The 49-year-old ruler had resigned as Malaysia’s 15th king with immediate effect, cutting short his five-year term.

Sultan Muhammad V, ruler of north-east Kelantan state, took his oath of office in December 2016, becoming one of Malaysia’s youngest constitutional monarchs.

In November, the Sultan married Oksana Voevodina, 25, after the former Miss Moscow converted to Islam while on a two-month medical leave.

The couple wed in Moscow at a lavish ceremony following strict Islamic traditions, including being alcohol free with halal food.

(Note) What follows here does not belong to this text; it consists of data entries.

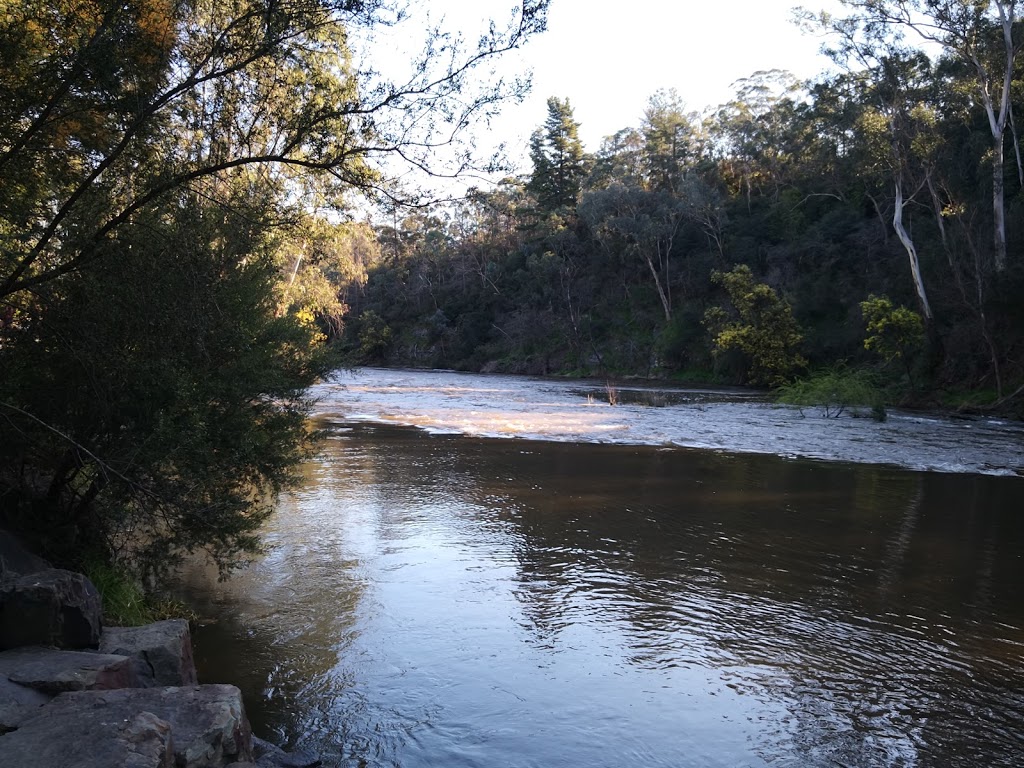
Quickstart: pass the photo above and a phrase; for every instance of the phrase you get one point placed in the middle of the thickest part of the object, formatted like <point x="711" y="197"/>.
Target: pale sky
<point x="609" y="56"/>
<point x="608" y="61"/>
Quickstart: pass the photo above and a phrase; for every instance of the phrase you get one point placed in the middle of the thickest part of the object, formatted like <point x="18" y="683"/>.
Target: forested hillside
<point x="871" y="218"/>
<point x="189" y="236"/>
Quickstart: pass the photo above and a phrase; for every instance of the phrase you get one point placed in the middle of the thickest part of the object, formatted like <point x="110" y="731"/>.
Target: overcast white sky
<point x="608" y="56"/>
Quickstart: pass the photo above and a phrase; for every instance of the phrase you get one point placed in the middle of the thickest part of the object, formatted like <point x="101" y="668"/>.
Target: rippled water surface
<point x="432" y="599"/>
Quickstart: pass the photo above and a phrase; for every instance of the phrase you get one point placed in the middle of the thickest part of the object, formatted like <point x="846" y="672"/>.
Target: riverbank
<point x="79" y="694"/>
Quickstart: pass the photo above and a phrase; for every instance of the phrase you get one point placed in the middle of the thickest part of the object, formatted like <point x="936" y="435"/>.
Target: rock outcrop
<point x="53" y="607"/>
<point x="161" y="652"/>
<point x="77" y="695"/>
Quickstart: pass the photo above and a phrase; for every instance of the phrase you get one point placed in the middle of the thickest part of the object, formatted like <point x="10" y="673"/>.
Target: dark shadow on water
<point x="425" y="596"/>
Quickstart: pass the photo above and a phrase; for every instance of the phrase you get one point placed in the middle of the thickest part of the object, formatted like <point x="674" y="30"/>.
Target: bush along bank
<point x="79" y="694"/>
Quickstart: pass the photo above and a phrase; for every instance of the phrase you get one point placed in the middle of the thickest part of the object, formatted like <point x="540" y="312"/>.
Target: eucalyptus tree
<point x="159" y="163"/>
<point x="639" y="223"/>
<point x="668" y="134"/>
<point x="112" y="108"/>
<point x="965" y="31"/>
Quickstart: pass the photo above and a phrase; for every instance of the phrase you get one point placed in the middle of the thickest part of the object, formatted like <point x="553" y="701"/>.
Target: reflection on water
<point x="736" y="421"/>
<point x="435" y="600"/>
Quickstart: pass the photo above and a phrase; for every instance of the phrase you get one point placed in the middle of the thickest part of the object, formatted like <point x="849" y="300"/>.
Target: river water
<point x="494" y="571"/>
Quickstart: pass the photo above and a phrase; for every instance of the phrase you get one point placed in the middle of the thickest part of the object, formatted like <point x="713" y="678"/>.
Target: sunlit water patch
<point x="716" y="419"/>
<point x="434" y="600"/>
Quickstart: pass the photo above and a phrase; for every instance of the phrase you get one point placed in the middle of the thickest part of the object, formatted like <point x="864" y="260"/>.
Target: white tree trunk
<point x="904" y="238"/>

Photos circulating on social media showed the Sultan, 49, wearing a traditional Malaysian national tunic while the bride wore an elaborate white gown, and Islamic headscarf, decorated with crystals.

Sultan Muhammad V had gone on medical leave in November just days before the wedding.

Soon after, Malaysia’s Council of Rulers held a “rare and unscheduled” meeting, amid speculation Sultan Muhammad would step down.

A man sitting on a gold throne in a traditional outfit in front of a large emblem.

Neither the sultan, the palace, nor the Government had officially confirmed the wedding.

Speculation that Sultan Muhammad V would step down emerged this past week, shortly after he returned from his leave, but Prime Minister Mahathir Mohamad said on Friday that he was unaware of any abdication plans.

Under a unique system maintained since Malaysia’s independence from Britain in 1957, nine hereditary state rulers take turns as the country’s king for five-year terms.

The Council of Rulers is expected to meet soon to pick the next king.

The monarch’s role is largely ceremonial, since administrative power is vested in the prime minister and parliament.

However, the monarch is highly regarded, particularly among the ethnic Malay Muslim majority, as the supreme upholder of Malay tradition.  Criticism of the monarch can attract a jail term.

The Palace said the Kelantan monarch had informed the other rulers of his decision.

The Straits Times reports the other eight rulers were uneasy with the marriage and the possibility of the Russian bride becoming Queen.